Coincés à la frontière
Plus de 12 000 réfugiés et migrants sont coincés dans un camp improvisé à Idomeni en Grèce, alors que l'Europe renforce ses frontières.
La ville s’appelle Idomeni, mais pour le nombre croissant de personnes désespérées coincées ici, elle a des allures de limbes.
Nichée dans le nord de la Grèce à la frontière avec la Macédoine, la petite ville est devenue une étape courante pour les réfugiés fuyant les crises qui frappent leurs pays d’origine, sur la route migratoire en direction de l’Autriche ou de l’Allemagne surnommée la « route des Balkans ».
Autrefois point de transit rapide, l’endroit est aujourd’hui un véritable embouteillage, décrit le photographe Davide Monteleone. Il s’est rendu à Idomeni pour la première fois au mois de février 2016 avant d’y retourner le mois suivant.
En février, « les réfugiés attendaient peut-être un à deux jours avant de passer la frontière vers la Macédoine », explique Monteleone.

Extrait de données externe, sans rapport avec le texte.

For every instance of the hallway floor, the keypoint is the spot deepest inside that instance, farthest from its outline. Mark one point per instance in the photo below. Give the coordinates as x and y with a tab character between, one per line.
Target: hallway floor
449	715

Durant cette visite plus récente, « il y avait beaucoup plus de monde ; c’était boueux, et les conditions étaient exécrables ».
Ces photographies d’Idomeni font partie d’un projet plus vaste qu’il a baptisé « Paysages de la migration contemporaine ». Son intention est de créer un « atlas visuel des violentes transformations des paysages et de la vie humaine en Méditerranée ».
Qusay Loubani, un réfugié de 29 ans, a fui la Syrie avec sa femme. Cela fait trois semaines qu’il est à Idomeni. Contacté au camp le 25 mars 2016, il mentionne la présence « d’hommes qui tentent de s’immoler devant la frontière. Ils l’ont fait ce matin. » Haussant le ton pour se faire entendre dans le vacarme des voix et des bébés en pleurs, Loubani ajoute que des bagarres ont éclaté plus tôt dans la journée. Selon les estimations, il y aurait jusqu’à 14 000 réfugiés coincés, dont Loubani, au camp d’Idomeni.
Le flux de réfugiés dans les Balkans a été réduit, voire paralysé, par le renforcement des frontières et un accord controversé passé ce mois-ci entre l’Union européenne et le gouvernement turc. Dans le cadre de cet accord, la majorité des migrants qui essaient d’entrer en Europe par la mer Egée seront renvoyés en Turquie s’ils ne formulent pas une demande d’asile ou si leur demande est rejetée.
L’année dernière, plus d’un million de personnes ont fui la violence et la pauvreté de leur pays d’origine en prenant le chemin de l’Europe, selon les chiffres de l’Organisation internationale pour les migrations (OIM) basée à Genève. C’est plus de quatre fois plus de migrants que l’année dernière, selon les chiffres de l’organisation.
Dans les premiers mois de cette année uniquement, plus de 161 900 personnes ont traversé la Méditerranée au péril de leur vie, selon le Haut-Commissaire des Nations Unis pour les réfugiés (UNHCR).
Babar Baloch, porte-parole de l’UNHCR, contacté à Athènes après son départ du camp d’Idomeni en début de semaine, déclare que l’UNHCR « s’oppose à la détention obligatoire des demandeurs d’asile et des réfugiés, ainsi qu’à leur retour forcé ». Il qualifie les conditions des réfugiés dans le camp comme « désespérées ».
Le camp compte au moins 12 000 personnes, en majorité des familles avec des enfants, affirme Baloch. « Ces personnes endurent le froid, la pluie et le manque d’hygiène. Ils dorment sur des rails et dans des champs ouverts, il n’y a pas d’abris. »
Selon Baloch, les photographies du camp « vont révéler que ce site frontalier informel est devenu une exposition sur la misère des réfugiés en Europe ».